Tom James' NMR group were the principle users of Striker and Sparky from the start. The Computer Graphics Lab headed by Tom Ferrin saw an opportunity here and picked up Sparky. They had developped Midas, a molecular display program in previous years under Bob Langridge. They saw opportunities to combine NMR structure determination and molecular visualization programs. They hired me, Tom Goddard, to port Sparky from NeWS to a living Unix window interface Motif in 1996. I ported to Motif. CGL received 5 years of funding from an NIH National Center for Research Resources grant which included money for Sparky development. We wanted to make Sparky and our next generation molecular visualization program Chimera extendable by users. Python was chosen as an extension language. So I added a Python interface to the Sparky to access spectrum and peak data and control Sparky graphical capabilities. The graphical user interface library of choice with Python is called Tkinter and is based on Tcl/Tk. So I ported Sparky from Motif to Tk. We decided not to develop Striker and after 1999 all machines with NeWS capable of running Striker disappeared.
Operating system code for Windows is in c++/system-win32.cc. Graphics system code for Windows is in c++/winsystem-win32.cc. The corresponding files with "win32" replaced by "unix" implement the Unix specific code.
I originally tried to make the Sparky port to Windows use Cygwin and their Unix compatibility library. I couldn't make a DLL that could be imported by Python and work correctly. The dll would crash on calls to malloc and fprintf. This appeared to be an incompatibility between the Cygnus libc and the MSVC runtime library (msvcrt.dll) which was used by the precompiled Python 1.5.1 binary.
To produce a working Sparky dll I switched to a port of gcc that uses the Windows standard C runtime library (crtdll.dll). This is the Minimalist GNU for Windows project, MinGW. Giving up the cygwin posix library I wrote some windows specific code contained in system-win32.cc and winsystem-win32.cc to replace the Unix system and X windows calls Sparky uses.

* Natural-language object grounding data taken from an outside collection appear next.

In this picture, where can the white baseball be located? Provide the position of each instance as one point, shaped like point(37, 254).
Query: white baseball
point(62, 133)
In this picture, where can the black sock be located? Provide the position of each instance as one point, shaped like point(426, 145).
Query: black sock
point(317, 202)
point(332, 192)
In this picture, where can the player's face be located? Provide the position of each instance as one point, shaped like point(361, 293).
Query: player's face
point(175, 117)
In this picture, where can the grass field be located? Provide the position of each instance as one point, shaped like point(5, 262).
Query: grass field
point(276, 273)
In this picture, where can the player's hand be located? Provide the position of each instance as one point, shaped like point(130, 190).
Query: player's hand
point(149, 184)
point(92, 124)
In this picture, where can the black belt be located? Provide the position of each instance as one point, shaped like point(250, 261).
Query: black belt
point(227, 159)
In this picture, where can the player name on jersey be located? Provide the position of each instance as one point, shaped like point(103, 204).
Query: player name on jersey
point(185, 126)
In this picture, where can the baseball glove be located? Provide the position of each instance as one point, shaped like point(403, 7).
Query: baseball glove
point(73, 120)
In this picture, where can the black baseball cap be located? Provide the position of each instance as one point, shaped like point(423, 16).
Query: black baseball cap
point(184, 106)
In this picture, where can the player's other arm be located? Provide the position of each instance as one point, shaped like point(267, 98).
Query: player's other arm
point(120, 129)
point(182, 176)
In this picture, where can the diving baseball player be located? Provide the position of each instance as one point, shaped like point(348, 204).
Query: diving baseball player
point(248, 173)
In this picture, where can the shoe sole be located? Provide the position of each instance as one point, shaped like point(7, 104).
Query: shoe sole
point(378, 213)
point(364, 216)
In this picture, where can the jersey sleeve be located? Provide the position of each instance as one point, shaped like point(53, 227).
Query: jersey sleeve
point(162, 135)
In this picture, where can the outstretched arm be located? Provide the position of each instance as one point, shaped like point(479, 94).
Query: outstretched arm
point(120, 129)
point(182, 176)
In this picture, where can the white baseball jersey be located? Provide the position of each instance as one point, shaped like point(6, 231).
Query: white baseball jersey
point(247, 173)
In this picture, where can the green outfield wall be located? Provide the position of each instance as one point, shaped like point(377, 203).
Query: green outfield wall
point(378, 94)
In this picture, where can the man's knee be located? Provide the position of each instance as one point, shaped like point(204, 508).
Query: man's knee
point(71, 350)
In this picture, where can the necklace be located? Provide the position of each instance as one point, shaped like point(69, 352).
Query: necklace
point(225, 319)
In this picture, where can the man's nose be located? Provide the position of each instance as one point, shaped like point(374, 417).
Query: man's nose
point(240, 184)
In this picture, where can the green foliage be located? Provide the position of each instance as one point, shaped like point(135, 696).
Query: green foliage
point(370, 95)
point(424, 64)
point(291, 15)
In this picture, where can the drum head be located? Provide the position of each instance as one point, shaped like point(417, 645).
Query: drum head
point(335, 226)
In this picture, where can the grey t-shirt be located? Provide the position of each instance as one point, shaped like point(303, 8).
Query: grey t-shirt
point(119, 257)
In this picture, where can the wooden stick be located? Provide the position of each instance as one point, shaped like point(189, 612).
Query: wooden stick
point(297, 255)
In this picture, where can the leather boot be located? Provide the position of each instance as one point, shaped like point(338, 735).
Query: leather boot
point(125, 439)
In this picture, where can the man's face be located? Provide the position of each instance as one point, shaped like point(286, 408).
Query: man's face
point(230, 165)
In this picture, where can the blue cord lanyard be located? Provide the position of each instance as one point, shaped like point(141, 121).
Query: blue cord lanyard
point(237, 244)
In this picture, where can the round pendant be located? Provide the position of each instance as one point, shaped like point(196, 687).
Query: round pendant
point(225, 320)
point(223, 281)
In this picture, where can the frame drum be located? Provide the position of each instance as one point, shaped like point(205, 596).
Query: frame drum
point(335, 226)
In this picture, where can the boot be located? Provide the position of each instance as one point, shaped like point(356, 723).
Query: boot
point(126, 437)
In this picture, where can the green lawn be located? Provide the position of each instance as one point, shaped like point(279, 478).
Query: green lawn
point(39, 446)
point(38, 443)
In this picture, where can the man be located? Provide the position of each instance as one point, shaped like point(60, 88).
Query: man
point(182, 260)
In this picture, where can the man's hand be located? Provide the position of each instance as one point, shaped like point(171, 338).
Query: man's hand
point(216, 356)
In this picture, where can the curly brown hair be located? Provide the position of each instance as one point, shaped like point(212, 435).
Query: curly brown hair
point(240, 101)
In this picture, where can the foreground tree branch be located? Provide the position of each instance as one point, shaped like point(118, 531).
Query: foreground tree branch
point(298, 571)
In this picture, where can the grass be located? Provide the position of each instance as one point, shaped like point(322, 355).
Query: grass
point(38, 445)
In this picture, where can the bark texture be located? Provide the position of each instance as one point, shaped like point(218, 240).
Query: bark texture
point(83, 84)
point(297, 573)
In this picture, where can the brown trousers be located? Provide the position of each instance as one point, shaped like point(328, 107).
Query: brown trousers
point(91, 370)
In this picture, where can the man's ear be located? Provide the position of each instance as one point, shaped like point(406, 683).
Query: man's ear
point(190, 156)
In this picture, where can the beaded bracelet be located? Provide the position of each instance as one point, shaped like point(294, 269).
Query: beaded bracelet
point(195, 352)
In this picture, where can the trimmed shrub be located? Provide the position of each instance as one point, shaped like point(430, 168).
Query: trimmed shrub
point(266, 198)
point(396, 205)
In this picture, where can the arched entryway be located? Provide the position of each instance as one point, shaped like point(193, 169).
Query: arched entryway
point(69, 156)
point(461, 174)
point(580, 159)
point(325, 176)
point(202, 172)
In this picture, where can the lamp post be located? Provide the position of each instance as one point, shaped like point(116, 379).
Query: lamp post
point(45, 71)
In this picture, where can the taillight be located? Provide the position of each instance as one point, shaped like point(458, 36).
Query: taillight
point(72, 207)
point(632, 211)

The Sparky Tcl/Tk code ported with no problems. But I used X windows xlib calls to support my spectrum contour windows and edge panels (resonances, slices, scales, ...) Some of the Xlib calls were provided by Tk on Windows. Some I replaced with native win32 calls. I wasn't able to easily rotate text 90 degrees as is used in resonance panels. So I just stack the letters on top of one another.
I do code development with emacs. Here are the most useful features.
There are about 200 C++ source and header files in Sparky. Jumping around between them is greatly facilitated by the above commands.